Environmental Project Manager
Landscape architects may have obtained experience in working to improve a site that required environmental remediation. Those that like this work may wish to focus on moving into a role as an environmental project manager. Environmental project managers work with a team to remediate problematic sites. The skills with computer-aided drafting that are developed by landscape architects will be particularly useful in this position. They will need to work closely with other professionals such as civil engineers and environmental scientists. While there is no specific education required past a bachelor's degree, project management certification may be very helpful in obtaining a position.
Landscape architects have extensive experience with providing estimates to clients as to the landscape architecture they will provide. Those that enjoy this component of their work may wish to move into a position as a cost estimator for specialty projects. Cost estimators look at the factors that go into a planned design such as materials and labor, and give an estimate of how much the work will cost. They may work in businesses that offer bids to perform work. Cost estimators may be able to analyze plans and discover ways to cut the costs of construction. Cost estimators typically hold a bachelor's degree in a related field. A certification program is available through the American Society of Professional Estimators.

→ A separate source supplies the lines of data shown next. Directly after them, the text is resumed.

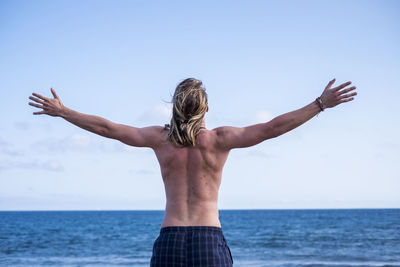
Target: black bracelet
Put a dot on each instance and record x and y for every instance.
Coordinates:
(320, 104)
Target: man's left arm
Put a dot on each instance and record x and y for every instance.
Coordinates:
(140, 137)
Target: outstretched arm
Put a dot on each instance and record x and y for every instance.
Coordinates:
(234, 137)
(140, 137)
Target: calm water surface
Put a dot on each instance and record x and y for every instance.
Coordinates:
(365, 237)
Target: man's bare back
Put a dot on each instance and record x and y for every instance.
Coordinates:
(191, 159)
(192, 174)
(192, 177)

Landscape architects have significant skills in understanding the landscape. Moving into a position as a photogrammetrist might be a career enhancement. Photogrammetrists utilize aerial or satellite surveys and photographs to create base maps that allow GIS systems to be developed. They must also use a significant amount of math to determine elevations or other geographic features. Familiarity with computer technology used in these systems is a must. Photogrammetrists typically have a bachelor's degree and may need to be licensed as a surveyor.